Still trying to find the problem. Tore the motor down to the pistons today. They look fine, I check where they come to ion the cylinder and they were EXACTLY the same, so no problem there.....I still havent found anyone to diagnose it at a price I can afford (which is low)


----------



## roofordie (Sep 24, 2008)

I did notice that on the bottom the plug gap keeps getting closed. MAybe I should add another washer to it??


----------



## Tuna Man (Oct 2, 2007)

If you can't blow through the fuel line fitting going into the carb when the float is in the down position you have a blockage. Have you taken the needle and seat out?


----------



## Tuna Man (Oct 2, 2007)

> *roofordie (8/6/2009)*I did notice that on the bottom the plug gap keeps getting closed. MAybe I should add another washer to it??

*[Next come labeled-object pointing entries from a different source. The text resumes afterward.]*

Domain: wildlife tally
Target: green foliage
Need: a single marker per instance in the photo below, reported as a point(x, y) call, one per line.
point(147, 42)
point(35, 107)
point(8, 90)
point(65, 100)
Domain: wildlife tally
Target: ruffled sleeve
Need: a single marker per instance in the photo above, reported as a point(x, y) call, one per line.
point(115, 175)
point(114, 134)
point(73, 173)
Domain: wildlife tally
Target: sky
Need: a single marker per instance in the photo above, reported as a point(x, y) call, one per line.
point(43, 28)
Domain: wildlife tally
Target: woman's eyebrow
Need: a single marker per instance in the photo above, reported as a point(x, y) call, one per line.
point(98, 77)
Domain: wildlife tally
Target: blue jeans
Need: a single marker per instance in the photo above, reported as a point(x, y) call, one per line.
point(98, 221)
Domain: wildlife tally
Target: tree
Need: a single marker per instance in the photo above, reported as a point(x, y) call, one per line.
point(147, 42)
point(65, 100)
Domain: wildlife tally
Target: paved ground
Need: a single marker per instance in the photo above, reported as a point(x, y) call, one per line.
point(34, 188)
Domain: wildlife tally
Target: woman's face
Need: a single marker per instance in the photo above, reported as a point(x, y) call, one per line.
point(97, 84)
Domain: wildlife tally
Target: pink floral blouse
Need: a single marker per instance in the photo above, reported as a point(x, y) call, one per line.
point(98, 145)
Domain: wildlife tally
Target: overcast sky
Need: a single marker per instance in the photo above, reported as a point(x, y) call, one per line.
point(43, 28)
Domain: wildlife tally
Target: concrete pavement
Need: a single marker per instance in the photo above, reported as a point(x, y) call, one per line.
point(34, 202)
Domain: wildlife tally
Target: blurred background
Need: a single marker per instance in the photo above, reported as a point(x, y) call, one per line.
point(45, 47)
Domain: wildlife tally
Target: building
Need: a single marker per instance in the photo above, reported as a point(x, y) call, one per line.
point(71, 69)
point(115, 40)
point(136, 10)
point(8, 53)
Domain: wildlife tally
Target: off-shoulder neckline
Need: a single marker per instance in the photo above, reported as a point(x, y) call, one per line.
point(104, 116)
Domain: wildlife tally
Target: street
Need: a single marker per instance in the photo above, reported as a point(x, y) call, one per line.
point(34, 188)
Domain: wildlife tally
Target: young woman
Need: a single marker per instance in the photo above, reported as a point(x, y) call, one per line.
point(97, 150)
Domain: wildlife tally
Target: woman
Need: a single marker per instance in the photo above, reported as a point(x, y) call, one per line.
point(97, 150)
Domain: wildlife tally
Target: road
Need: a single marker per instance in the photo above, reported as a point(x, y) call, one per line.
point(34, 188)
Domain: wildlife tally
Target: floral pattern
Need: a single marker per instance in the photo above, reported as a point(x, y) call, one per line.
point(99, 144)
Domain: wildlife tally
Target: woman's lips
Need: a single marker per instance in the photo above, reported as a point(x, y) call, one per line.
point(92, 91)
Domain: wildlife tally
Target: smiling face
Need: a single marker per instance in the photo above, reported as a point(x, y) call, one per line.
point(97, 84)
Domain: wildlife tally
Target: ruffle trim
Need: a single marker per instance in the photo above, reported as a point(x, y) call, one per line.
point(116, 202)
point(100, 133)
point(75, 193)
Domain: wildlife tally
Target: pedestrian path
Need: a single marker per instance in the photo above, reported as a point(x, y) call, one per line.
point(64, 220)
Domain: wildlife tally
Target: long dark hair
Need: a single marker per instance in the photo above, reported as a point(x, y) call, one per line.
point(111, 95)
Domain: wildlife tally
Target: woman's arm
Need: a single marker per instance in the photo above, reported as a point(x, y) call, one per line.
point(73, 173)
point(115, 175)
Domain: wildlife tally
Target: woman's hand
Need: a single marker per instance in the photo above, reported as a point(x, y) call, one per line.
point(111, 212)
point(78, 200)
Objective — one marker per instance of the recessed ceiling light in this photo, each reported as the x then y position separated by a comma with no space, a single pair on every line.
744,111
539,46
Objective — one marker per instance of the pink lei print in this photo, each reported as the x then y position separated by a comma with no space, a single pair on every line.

You talking about the spark plug??? Either one of two reasons for this and from what you say *(I check where they come to ion the cylinder and they were EXACTLY the same, so* *no problem there)* .....you eliminated one...now..wrong plug. Assuming you put the head gasket back on.

How did you determine that both pistons traveled the exact same distance to each other?


----------



## roofordie (Sep 24, 2008)

> *Tuna Man (8/6/2009)*
> 
> 
> > *roofordie (8/6/2009)*I did notice that on the bottom the plug gap keeps getting closed. MAybe I should add another washer to it??
> ...




I determined it by removing the spark plugs and putting the ratchet handle inside the cylinder, then hand turning it until the piston was at TDC and mark the spot on the ratchet handle with a fine tip sharpie. Then I repeated it on the other cylinder. Now that I have removed the back half of the motor I checked the pistons AGAIN by cranking one to TDC and placing a tuckpointing trowel on it and marking the distance from the piston to the outside of the cylinder, then repeated on the next one.

I just put new plugs in it, but I noticed it on the last plug too, and figured that it must have happened ffrom me dropping the plug. This time I put the plug on top of the piston and found that the angle of the "L" on the plug matches the pitch of te piston head. How would my piston become longer??

And the head gasket WAS on te last time I turned the motor over. I just took it apart today to inspect everything and try to locate my problem. While I was reinstalling things is when I notcies the spark plug gap was completely closed. 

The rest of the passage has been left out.